Up to 200 people have been killed in an attack on the Syrian village of Tremseh, opposition activists say.
Residents told the activists that the village, in Hama province, was attacked with helicopter gunships and tanks.
Pro-government Shabiha militia later went in on foot and carried out execution-style killings, they said.
State media said "terrorist groups" had carried out a massacre to raise tensions ahead of a UN Security Council meeting on the Syria observer mission.
If it is confirmed, the Tremseh attack would be one of the bloodiest single events in the Syria conflict.
Some 16,000 people are thought to have been killed since the uprising against Bashar al-Assad's regime began in March 2011.

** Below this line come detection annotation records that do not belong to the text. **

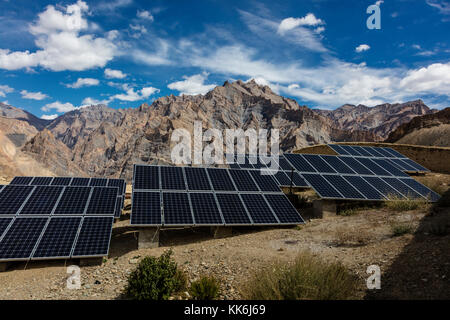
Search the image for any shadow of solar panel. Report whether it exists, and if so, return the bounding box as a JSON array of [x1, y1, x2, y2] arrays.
[[163, 192, 194, 225], [355, 157, 391, 176], [264, 194, 305, 224], [53, 186, 92, 215], [189, 193, 223, 225], [0, 185, 33, 215], [400, 178, 441, 202], [131, 191, 162, 226], [230, 169, 259, 191], [70, 178, 91, 186], [250, 170, 281, 192], [343, 176, 384, 200], [321, 155, 355, 174], [322, 174, 365, 199], [86, 187, 117, 216], [216, 193, 251, 225], [50, 177, 72, 186], [19, 186, 63, 215], [284, 153, 316, 172], [184, 167, 212, 190], [372, 159, 409, 177], [133, 165, 159, 190], [302, 154, 336, 173], [206, 168, 236, 191], [72, 217, 114, 258], [0, 217, 49, 260], [241, 194, 278, 224], [363, 177, 403, 199], [161, 167, 186, 190], [382, 178, 423, 199], [32, 217, 81, 259], [302, 173, 342, 199], [10, 177, 33, 185]]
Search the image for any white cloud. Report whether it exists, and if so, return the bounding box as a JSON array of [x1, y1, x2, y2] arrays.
[[66, 78, 100, 89], [105, 68, 127, 79], [167, 72, 216, 95], [355, 44, 370, 52], [0, 1, 116, 71], [20, 90, 48, 100]]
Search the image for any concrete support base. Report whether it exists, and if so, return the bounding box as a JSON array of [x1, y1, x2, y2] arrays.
[[211, 227, 233, 239], [138, 228, 159, 249]]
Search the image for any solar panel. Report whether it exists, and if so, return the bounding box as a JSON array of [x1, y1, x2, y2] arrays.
[[72, 217, 114, 258], [343, 176, 384, 200], [53, 187, 92, 215], [230, 169, 258, 191], [0, 217, 49, 260], [250, 170, 281, 192], [264, 194, 304, 224], [10, 177, 33, 185], [131, 191, 162, 226], [163, 192, 194, 225], [206, 168, 236, 191], [19, 186, 63, 215], [184, 167, 212, 190], [86, 187, 117, 216], [33, 217, 81, 259], [189, 193, 223, 225], [241, 194, 278, 225], [303, 173, 342, 198], [322, 174, 365, 199], [161, 167, 186, 190], [133, 165, 159, 190], [284, 153, 316, 172], [216, 193, 251, 225]]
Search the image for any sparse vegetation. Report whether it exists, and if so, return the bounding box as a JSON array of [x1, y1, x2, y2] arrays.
[[242, 252, 357, 300], [189, 276, 220, 300], [125, 250, 187, 300]]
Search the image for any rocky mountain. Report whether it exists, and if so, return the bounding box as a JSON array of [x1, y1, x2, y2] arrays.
[[318, 100, 437, 141], [386, 108, 450, 147]]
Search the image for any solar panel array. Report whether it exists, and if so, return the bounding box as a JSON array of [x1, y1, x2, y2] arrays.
[[131, 165, 304, 226], [10, 177, 126, 218]]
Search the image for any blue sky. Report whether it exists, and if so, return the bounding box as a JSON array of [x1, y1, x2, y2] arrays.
[[0, 0, 450, 118]]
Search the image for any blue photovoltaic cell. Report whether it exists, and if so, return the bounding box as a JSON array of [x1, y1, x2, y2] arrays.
[[131, 191, 161, 226], [133, 165, 159, 190], [264, 194, 305, 224], [241, 194, 278, 224], [0, 185, 34, 215], [284, 153, 316, 172], [400, 178, 441, 202], [229, 169, 259, 191], [217, 193, 251, 224], [206, 168, 236, 191], [382, 178, 423, 199], [19, 186, 63, 215], [161, 167, 186, 190], [163, 192, 194, 225], [302, 154, 336, 173], [184, 167, 212, 190], [343, 176, 384, 200], [322, 174, 365, 199], [302, 173, 342, 198], [321, 155, 355, 174], [363, 177, 403, 199], [189, 193, 223, 225], [355, 157, 391, 176]]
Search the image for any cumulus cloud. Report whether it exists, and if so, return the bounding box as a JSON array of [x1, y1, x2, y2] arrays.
[[20, 90, 48, 100], [66, 78, 100, 89], [0, 0, 116, 71], [355, 44, 370, 52], [167, 72, 216, 95]]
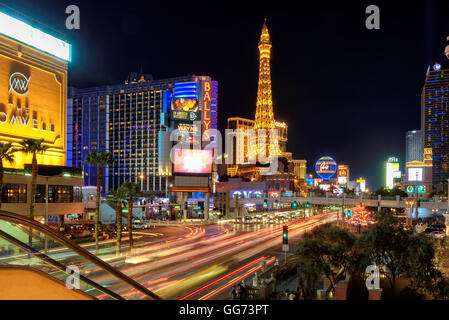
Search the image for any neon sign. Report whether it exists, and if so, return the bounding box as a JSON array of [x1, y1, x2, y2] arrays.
[[0, 12, 72, 61], [315, 156, 337, 181], [203, 81, 212, 140], [230, 190, 263, 199], [405, 185, 426, 193], [8, 72, 31, 95]]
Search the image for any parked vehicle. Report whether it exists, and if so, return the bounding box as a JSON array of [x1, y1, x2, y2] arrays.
[[424, 224, 446, 233], [133, 221, 149, 229], [428, 231, 446, 239]]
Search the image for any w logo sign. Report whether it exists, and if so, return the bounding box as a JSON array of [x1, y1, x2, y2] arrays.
[[9, 72, 31, 95]]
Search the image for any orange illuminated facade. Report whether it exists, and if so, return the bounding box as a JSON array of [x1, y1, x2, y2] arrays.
[[0, 35, 67, 168]]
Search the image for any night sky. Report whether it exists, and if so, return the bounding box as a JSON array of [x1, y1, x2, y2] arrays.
[[2, 0, 449, 189]]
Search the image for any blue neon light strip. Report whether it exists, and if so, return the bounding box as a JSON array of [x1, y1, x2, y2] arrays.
[[0, 12, 72, 61], [173, 82, 198, 100]]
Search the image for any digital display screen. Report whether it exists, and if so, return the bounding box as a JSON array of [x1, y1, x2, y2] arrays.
[[408, 168, 423, 181], [173, 149, 212, 173]]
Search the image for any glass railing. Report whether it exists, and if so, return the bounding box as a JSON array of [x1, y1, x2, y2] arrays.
[[0, 211, 159, 299]]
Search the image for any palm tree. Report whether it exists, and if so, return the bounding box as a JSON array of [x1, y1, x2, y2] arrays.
[[18, 139, 49, 219], [121, 181, 141, 251], [106, 187, 127, 254], [0, 143, 17, 208], [84, 151, 112, 252]]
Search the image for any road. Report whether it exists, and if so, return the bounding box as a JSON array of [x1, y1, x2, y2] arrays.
[[91, 213, 335, 300], [4, 212, 336, 300]]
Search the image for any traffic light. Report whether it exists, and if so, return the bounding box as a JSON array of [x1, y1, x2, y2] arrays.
[[282, 226, 288, 244]]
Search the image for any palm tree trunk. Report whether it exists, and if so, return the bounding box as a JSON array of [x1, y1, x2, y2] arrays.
[[115, 205, 122, 254], [128, 199, 133, 251], [0, 160, 3, 208], [94, 165, 103, 252], [28, 152, 37, 247]]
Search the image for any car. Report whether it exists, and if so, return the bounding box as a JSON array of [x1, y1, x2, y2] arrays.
[[428, 231, 446, 239], [133, 221, 148, 229], [424, 225, 446, 233], [243, 216, 252, 223]]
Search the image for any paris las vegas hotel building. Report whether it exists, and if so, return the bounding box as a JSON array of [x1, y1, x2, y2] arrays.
[[0, 12, 84, 222]]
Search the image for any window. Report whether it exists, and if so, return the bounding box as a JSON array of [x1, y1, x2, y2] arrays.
[[2, 183, 27, 203]]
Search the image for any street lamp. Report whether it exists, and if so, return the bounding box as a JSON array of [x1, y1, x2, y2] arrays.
[[404, 198, 416, 227]]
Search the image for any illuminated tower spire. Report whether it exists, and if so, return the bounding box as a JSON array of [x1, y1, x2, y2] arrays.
[[254, 18, 280, 156]]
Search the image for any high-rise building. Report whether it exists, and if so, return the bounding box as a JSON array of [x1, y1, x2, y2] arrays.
[[421, 63, 449, 191], [385, 157, 401, 189], [291, 159, 307, 180], [254, 22, 282, 157], [67, 73, 217, 194], [405, 130, 423, 162]]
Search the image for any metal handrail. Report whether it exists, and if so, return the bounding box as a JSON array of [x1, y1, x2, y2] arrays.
[[0, 210, 162, 300], [0, 230, 125, 300]]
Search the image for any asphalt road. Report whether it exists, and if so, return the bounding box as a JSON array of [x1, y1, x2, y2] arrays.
[[6, 212, 336, 300]]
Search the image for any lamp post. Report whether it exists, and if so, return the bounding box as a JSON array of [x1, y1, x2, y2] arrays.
[[44, 176, 49, 255], [404, 198, 416, 227]]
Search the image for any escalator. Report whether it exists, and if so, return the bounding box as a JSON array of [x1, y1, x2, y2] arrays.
[[0, 210, 160, 300]]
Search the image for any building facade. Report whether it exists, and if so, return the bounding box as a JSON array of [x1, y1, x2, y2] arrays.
[[68, 73, 217, 195], [405, 130, 423, 162], [0, 9, 84, 223], [421, 64, 449, 191]]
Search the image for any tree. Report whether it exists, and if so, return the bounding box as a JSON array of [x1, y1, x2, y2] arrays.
[[18, 139, 49, 220], [296, 224, 358, 291], [406, 233, 444, 297], [106, 187, 127, 254], [84, 151, 112, 252], [121, 181, 141, 251], [0, 143, 17, 208], [358, 213, 411, 295]]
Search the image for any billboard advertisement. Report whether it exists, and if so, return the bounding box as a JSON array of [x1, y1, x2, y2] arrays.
[[386, 161, 401, 189], [407, 168, 423, 181], [405, 185, 426, 193], [315, 156, 337, 181], [173, 149, 212, 174], [171, 97, 198, 121]]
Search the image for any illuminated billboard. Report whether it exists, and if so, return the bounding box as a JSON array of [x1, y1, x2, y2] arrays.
[[173, 149, 212, 174], [315, 156, 337, 181], [0, 31, 67, 168], [171, 98, 198, 121], [173, 82, 198, 100], [405, 185, 426, 193], [386, 157, 401, 189], [230, 190, 263, 199], [337, 176, 348, 184], [356, 178, 366, 192], [407, 168, 423, 181], [0, 12, 72, 61]]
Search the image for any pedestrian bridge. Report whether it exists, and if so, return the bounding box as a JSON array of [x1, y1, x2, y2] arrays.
[[230, 194, 448, 210]]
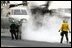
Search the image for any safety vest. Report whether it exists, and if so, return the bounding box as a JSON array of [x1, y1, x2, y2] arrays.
[[61, 23, 69, 31]]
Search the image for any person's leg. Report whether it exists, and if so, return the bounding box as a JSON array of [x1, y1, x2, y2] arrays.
[[60, 33, 64, 43], [65, 32, 68, 43], [11, 32, 14, 40]]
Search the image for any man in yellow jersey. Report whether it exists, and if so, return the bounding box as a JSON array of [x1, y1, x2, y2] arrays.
[[59, 20, 69, 43]]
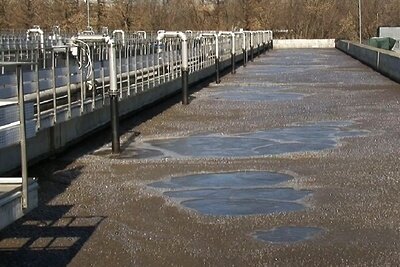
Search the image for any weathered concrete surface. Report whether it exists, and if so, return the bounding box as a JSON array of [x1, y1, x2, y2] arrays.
[[0, 49, 400, 266], [274, 39, 335, 49]]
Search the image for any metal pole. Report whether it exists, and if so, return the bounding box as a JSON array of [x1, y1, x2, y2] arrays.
[[231, 32, 236, 74], [181, 38, 189, 105], [358, 0, 362, 44], [85, 0, 90, 29], [16, 65, 29, 209], [108, 40, 121, 154]]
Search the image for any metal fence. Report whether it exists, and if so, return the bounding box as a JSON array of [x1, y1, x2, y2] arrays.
[[0, 29, 272, 147]]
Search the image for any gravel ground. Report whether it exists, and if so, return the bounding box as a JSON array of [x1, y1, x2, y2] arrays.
[[0, 49, 400, 266]]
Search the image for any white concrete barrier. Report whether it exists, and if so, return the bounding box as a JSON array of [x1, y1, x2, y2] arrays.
[[274, 39, 335, 49]]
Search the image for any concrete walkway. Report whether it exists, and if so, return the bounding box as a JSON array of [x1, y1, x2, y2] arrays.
[[0, 49, 400, 266]]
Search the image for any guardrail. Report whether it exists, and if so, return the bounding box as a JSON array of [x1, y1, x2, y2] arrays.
[[0, 28, 272, 174]]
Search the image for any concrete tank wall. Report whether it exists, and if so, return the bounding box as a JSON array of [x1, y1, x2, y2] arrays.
[[336, 40, 400, 82], [274, 39, 335, 49], [0, 48, 266, 174]]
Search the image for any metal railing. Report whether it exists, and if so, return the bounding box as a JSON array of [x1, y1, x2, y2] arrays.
[[0, 31, 272, 146]]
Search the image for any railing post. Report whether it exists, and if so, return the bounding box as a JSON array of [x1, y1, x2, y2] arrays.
[[214, 34, 221, 84], [108, 39, 121, 154], [16, 64, 29, 209], [250, 32, 254, 62], [157, 31, 189, 105], [231, 32, 236, 74], [181, 36, 189, 105]]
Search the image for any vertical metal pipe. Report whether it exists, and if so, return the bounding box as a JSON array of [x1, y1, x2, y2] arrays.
[[108, 40, 121, 154], [242, 49, 247, 67], [65, 47, 72, 118], [215, 57, 221, 84], [51, 49, 57, 124], [35, 51, 42, 129], [16, 65, 29, 209], [182, 69, 189, 105], [181, 39, 189, 105], [358, 0, 362, 44]]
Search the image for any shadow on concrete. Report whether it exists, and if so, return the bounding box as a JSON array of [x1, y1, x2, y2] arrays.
[[0, 205, 105, 266]]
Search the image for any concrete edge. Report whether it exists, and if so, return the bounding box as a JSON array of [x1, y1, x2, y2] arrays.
[[0, 48, 268, 175], [335, 40, 400, 83]]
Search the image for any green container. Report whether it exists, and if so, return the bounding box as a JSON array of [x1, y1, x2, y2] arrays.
[[368, 37, 396, 50]]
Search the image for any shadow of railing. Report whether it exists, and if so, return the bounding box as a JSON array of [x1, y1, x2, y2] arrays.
[[0, 205, 105, 266]]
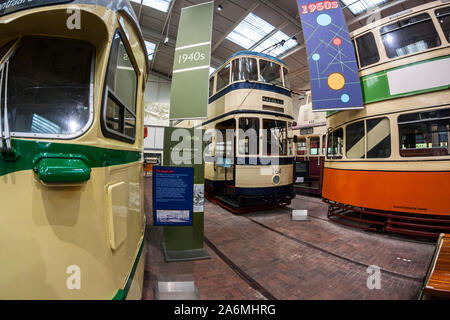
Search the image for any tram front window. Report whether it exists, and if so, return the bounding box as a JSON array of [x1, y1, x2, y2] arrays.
[[380, 13, 441, 58], [263, 119, 287, 156], [398, 109, 450, 157], [327, 128, 344, 159], [259, 60, 283, 86], [1, 38, 93, 136], [231, 58, 258, 82]]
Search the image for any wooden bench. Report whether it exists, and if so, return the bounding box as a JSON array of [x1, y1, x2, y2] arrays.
[[424, 234, 450, 298]]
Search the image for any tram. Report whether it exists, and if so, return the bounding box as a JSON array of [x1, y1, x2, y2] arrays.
[[292, 91, 327, 196], [0, 0, 148, 299], [179, 51, 295, 211], [323, 1, 450, 237]]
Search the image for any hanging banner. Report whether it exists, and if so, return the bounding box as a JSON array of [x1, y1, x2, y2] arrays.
[[297, 0, 364, 111], [170, 2, 214, 120]]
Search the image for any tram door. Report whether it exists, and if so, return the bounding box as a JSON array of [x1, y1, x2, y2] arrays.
[[214, 119, 236, 187]]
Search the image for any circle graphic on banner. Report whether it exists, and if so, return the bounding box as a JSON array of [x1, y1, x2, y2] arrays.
[[341, 93, 350, 103], [328, 72, 345, 91], [317, 13, 333, 27]]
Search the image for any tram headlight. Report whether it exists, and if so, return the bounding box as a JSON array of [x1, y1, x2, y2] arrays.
[[272, 175, 281, 185]]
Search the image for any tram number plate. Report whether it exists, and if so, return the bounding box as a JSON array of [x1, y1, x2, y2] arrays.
[[263, 97, 284, 105]]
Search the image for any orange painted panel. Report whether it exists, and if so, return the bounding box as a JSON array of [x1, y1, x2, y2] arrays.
[[323, 168, 450, 215]]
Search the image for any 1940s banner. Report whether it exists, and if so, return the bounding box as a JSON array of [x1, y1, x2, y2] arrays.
[[297, 0, 364, 111]]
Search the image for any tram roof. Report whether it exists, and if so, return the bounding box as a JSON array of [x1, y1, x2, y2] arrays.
[[210, 51, 288, 77], [0, 0, 148, 69]]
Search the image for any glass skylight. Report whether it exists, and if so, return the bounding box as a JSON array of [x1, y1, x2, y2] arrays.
[[145, 41, 156, 60], [255, 31, 298, 57], [341, 0, 388, 15], [131, 0, 172, 12], [227, 13, 275, 49]]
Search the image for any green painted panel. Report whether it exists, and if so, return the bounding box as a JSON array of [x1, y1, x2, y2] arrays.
[[0, 139, 141, 177], [38, 158, 91, 183]]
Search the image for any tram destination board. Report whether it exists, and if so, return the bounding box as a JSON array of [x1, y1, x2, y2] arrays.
[[0, 0, 73, 17], [153, 167, 194, 226]]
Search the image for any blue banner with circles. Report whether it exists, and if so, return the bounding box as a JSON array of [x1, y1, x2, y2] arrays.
[[297, 0, 364, 111]]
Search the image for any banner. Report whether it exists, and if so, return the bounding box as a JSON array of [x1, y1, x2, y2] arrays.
[[297, 0, 364, 111], [170, 2, 214, 120]]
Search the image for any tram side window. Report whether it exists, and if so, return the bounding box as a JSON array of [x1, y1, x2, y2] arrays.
[[366, 118, 391, 159], [345, 121, 366, 159], [436, 7, 450, 42], [216, 64, 230, 92], [209, 77, 214, 97], [297, 138, 306, 156], [309, 137, 320, 156], [380, 13, 441, 58], [327, 128, 344, 159], [259, 60, 283, 86], [263, 119, 287, 156], [3, 37, 94, 136], [239, 118, 259, 155], [231, 58, 258, 82], [398, 109, 450, 157], [356, 32, 380, 68], [104, 33, 137, 142]]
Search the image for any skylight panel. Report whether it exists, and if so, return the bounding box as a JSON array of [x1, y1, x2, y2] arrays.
[[131, 0, 172, 12], [341, 0, 388, 15], [145, 41, 156, 60], [255, 31, 298, 57], [227, 13, 275, 49]]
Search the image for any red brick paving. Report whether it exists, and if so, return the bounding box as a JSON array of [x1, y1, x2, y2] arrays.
[[144, 179, 434, 300]]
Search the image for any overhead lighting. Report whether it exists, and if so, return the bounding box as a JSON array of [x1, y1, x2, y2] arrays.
[[131, 0, 172, 12], [341, 0, 388, 15], [145, 41, 156, 60], [255, 31, 298, 57], [227, 13, 275, 49]]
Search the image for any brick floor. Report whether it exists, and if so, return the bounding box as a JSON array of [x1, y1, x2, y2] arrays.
[[144, 179, 434, 300]]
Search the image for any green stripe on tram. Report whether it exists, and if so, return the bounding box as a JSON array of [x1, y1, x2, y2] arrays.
[[0, 139, 141, 177]]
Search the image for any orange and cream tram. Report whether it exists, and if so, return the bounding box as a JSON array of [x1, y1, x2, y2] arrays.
[[323, 1, 450, 237]]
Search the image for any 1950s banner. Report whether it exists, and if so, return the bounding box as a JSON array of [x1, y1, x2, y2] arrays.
[[297, 0, 363, 111]]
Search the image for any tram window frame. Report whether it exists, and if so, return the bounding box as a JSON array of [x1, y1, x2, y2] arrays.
[[231, 57, 258, 83], [327, 128, 345, 160], [397, 108, 450, 158], [238, 117, 261, 156], [1, 36, 96, 140], [101, 29, 139, 144], [309, 136, 320, 156], [380, 12, 442, 59], [345, 120, 366, 159], [434, 6, 450, 43], [355, 32, 380, 68], [216, 63, 231, 93], [259, 59, 283, 87]]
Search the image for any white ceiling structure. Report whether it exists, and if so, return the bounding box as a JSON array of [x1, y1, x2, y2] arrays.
[[131, 0, 438, 92]]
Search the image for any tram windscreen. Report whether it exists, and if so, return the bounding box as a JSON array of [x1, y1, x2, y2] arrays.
[[263, 119, 287, 156], [3, 38, 93, 136], [380, 13, 441, 58], [231, 58, 258, 82]]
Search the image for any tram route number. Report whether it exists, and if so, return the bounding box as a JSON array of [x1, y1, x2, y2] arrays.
[[178, 51, 206, 64], [301, 1, 339, 14]]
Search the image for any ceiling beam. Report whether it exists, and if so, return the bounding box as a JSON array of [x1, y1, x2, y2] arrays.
[[211, 0, 260, 52]]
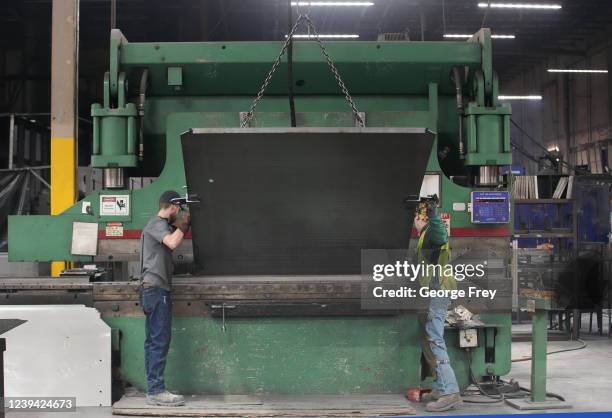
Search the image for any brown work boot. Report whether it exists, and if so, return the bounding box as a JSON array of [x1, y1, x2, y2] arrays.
[[421, 389, 442, 402], [425, 393, 463, 412]]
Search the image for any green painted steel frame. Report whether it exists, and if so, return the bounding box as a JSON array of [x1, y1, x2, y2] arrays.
[[9, 31, 511, 394]]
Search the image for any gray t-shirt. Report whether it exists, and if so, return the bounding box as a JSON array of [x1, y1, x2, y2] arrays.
[[140, 215, 174, 291]]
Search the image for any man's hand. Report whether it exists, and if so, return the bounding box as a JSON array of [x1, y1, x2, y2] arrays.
[[172, 212, 191, 234]]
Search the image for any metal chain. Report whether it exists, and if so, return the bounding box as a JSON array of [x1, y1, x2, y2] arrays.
[[304, 15, 365, 128], [240, 15, 365, 128], [240, 15, 303, 128]]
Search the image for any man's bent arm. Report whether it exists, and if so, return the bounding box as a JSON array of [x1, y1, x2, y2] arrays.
[[162, 228, 185, 250]]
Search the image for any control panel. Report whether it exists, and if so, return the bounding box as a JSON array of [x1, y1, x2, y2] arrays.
[[472, 192, 510, 224]]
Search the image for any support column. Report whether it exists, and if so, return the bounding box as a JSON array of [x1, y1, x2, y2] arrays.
[[51, 0, 79, 276]]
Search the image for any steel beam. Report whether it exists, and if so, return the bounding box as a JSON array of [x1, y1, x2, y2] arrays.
[[51, 0, 79, 276]]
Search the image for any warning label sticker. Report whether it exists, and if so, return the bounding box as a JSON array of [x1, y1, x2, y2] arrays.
[[100, 194, 130, 216], [106, 222, 123, 237]]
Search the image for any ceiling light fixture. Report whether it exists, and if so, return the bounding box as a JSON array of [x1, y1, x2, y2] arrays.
[[497, 95, 542, 100], [548, 68, 608, 74], [444, 33, 516, 39], [285, 33, 359, 39], [478, 3, 562, 10], [291, 1, 374, 7]]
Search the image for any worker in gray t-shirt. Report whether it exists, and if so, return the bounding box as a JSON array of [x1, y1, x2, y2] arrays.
[[140, 190, 189, 406]]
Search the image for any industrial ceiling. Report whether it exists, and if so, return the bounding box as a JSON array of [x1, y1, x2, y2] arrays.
[[0, 0, 612, 88]]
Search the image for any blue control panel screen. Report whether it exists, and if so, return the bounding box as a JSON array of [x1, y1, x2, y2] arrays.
[[472, 192, 510, 224]]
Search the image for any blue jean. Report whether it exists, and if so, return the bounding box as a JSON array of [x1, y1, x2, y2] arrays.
[[425, 298, 459, 395], [141, 287, 172, 395]]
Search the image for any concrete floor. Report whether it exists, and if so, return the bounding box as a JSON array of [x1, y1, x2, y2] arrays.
[[7, 327, 612, 418]]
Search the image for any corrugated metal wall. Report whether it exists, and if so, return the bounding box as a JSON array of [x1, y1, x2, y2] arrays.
[[501, 39, 612, 174]]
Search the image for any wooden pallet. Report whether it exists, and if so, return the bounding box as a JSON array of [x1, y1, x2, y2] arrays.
[[113, 394, 416, 417]]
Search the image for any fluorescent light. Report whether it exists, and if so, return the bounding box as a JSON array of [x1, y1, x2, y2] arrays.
[[548, 69, 608, 74], [478, 3, 561, 10], [444, 33, 516, 39], [285, 33, 359, 39], [497, 95, 542, 100], [291, 1, 374, 7]]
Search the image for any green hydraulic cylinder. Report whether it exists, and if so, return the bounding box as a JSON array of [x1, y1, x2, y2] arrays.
[[531, 308, 548, 402]]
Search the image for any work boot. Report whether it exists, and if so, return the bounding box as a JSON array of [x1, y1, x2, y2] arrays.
[[147, 390, 185, 406], [421, 389, 442, 402], [425, 393, 463, 412]]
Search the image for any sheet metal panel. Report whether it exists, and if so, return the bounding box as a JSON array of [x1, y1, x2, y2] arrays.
[[181, 128, 434, 276]]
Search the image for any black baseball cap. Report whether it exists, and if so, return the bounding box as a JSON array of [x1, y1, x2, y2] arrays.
[[159, 190, 186, 205]]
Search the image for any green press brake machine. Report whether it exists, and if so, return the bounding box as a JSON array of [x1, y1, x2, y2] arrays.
[[5, 29, 512, 394]]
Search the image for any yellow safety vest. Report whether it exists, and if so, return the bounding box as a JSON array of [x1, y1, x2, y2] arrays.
[[417, 226, 457, 290]]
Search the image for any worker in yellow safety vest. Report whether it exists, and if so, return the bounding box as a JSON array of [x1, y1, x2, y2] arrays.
[[414, 196, 463, 412]]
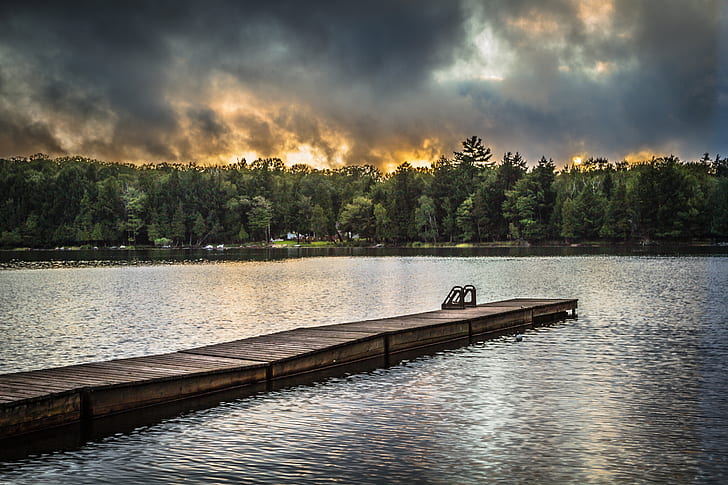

Individual reports of casualties often cannot be independently verified, as Syria severely restricts journalists' freedom of movement.
High-level defection
Reports suggest the army was trying to take back Tremseh after it had fallen into rebel hands.
The BBC's Jim Muir in Beirut says both sides agreed many people were killed in Tremseh, but have totally different versions of what happened.
Activists say government forces surrounded the village on Thursday morning and heavily bombarded it for several hours, killing many people.
Pro-government militias from nearby Alawite villages then moved in, they said, killing many more villagers and setting fire to houses. Others who tried to flee through fields were also gunned down, the activists said.
State media said gunmen from what they termed armed terrorist groups had attacked the village in the morning, shooting dead dozens of people.